Our study has several limitations because of small sample size and non-randomization. Three month follow up was available for three patients only and longer follow-up may show further improvement in neurological outcomes.  This is the beginning and in future, we hope that bigger studies with larger sample size and longer follow up period will provide more information on safety and efficacy of this procedure in our patient population.  More trials including patients more than 60 years are also needed.
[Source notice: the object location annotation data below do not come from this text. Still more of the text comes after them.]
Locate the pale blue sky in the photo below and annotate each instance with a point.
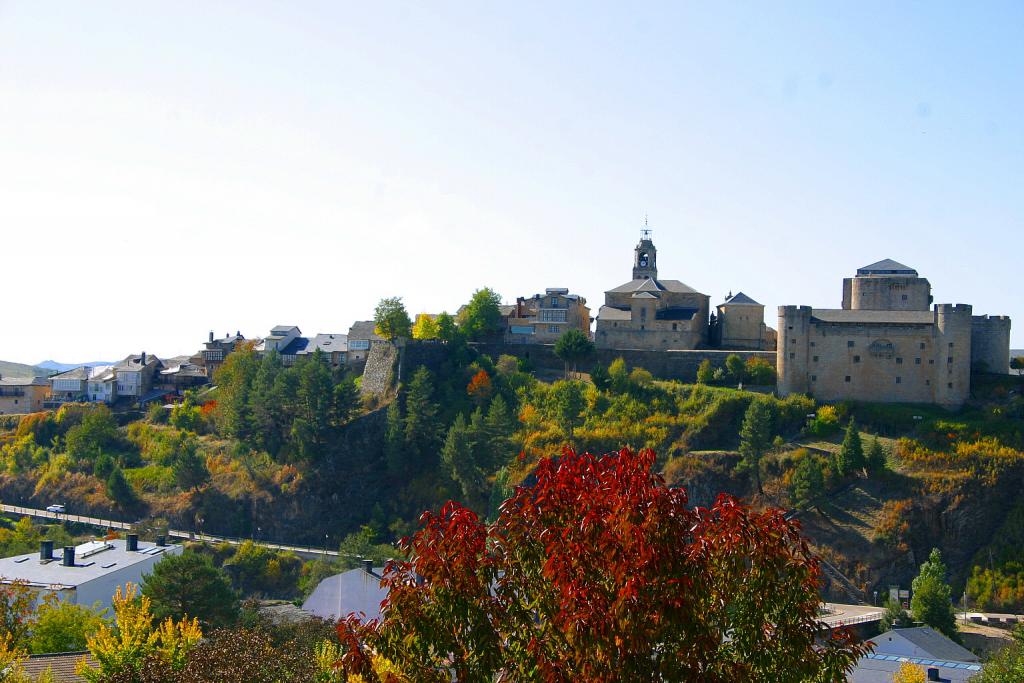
(168, 170)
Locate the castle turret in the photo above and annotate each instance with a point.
(990, 344)
(794, 333)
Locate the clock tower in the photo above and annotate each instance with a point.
(645, 258)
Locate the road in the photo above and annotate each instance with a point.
(306, 552)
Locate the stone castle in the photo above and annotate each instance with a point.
(888, 343)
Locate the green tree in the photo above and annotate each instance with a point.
(808, 480)
(567, 402)
(735, 367)
(64, 627)
(457, 455)
(931, 596)
(392, 319)
(894, 615)
(572, 347)
(851, 454)
(423, 428)
(756, 436)
(481, 316)
(706, 372)
(875, 458)
(189, 468)
(188, 586)
(425, 327)
(118, 488)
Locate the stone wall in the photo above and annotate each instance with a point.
(680, 365)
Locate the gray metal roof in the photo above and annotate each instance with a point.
(650, 285)
(873, 316)
(30, 568)
(887, 266)
(739, 297)
(364, 330)
(613, 313)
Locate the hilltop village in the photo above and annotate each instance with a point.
(887, 343)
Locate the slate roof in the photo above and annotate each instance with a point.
(364, 330)
(328, 343)
(932, 644)
(873, 316)
(650, 285)
(677, 313)
(612, 313)
(887, 266)
(60, 665)
(739, 297)
(25, 381)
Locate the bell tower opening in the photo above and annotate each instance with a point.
(645, 258)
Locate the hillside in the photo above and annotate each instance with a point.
(291, 454)
(20, 370)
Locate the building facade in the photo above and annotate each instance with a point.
(886, 344)
(543, 318)
(649, 313)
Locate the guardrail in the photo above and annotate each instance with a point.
(307, 551)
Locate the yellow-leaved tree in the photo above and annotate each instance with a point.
(124, 648)
(909, 673)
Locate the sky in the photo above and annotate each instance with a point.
(168, 169)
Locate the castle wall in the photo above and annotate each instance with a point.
(990, 343)
(673, 365)
(878, 361)
(875, 293)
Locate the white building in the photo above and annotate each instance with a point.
(355, 591)
(86, 573)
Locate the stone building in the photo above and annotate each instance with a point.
(886, 344)
(650, 313)
(543, 318)
(740, 325)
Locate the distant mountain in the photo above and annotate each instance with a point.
(53, 366)
(22, 370)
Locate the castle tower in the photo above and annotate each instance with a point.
(645, 258)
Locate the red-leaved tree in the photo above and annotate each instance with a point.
(599, 571)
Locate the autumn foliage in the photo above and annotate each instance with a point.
(599, 571)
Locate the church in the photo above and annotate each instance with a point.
(650, 313)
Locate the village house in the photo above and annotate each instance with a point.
(23, 394)
(543, 318)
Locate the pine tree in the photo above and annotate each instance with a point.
(756, 436)
(422, 425)
(931, 602)
(851, 454)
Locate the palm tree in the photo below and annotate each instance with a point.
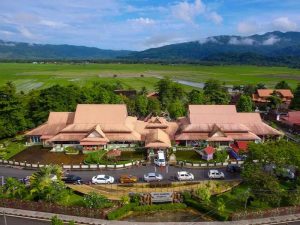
(14, 188)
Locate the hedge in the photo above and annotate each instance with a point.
(206, 209)
(170, 206)
(120, 212)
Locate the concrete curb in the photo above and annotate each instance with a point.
(85, 220)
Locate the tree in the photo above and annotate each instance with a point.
(216, 93)
(295, 104)
(14, 188)
(204, 194)
(196, 97)
(282, 85)
(12, 113)
(154, 106)
(249, 89)
(260, 86)
(176, 109)
(220, 205)
(274, 101)
(244, 104)
(141, 105)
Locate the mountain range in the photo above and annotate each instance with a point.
(272, 46)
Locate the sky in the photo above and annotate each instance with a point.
(141, 24)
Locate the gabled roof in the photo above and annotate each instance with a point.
(157, 139)
(269, 92)
(157, 122)
(292, 118)
(100, 114)
(57, 121)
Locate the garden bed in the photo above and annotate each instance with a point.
(39, 154)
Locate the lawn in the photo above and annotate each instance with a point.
(35, 154)
(29, 76)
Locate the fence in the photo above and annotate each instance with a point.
(53, 208)
(266, 213)
(73, 167)
(208, 164)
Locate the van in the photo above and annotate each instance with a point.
(160, 160)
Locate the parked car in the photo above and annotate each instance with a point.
(215, 174)
(102, 179)
(160, 160)
(72, 179)
(184, 175)
(153, 177)
(125, 178)
(233, 168)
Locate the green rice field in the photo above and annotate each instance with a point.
(29, 76)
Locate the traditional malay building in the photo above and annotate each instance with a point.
(221, 125)
(260, 98)
(108, 126)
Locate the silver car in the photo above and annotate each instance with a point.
(153, 177)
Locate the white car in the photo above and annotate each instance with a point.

Decompressive craniectomy/craniotomy was life saving in all of our patients.  Infections and seizures are potentially treatable complications and did not cause mortality in our small series.  All patients with clinically large middle cerebral artery infarctions should be closely monitored both radiologically and clinically and early decompression should be considered, particularly in young patients.

Disclosures and Conflicts of Interest

This paper was presented in part in the 15th Annual Meeting of Pakistan Society of Neurology, April 5 and 6, 2008, in Peshawar, as platform presentation.
All the authors have nothing to disclose.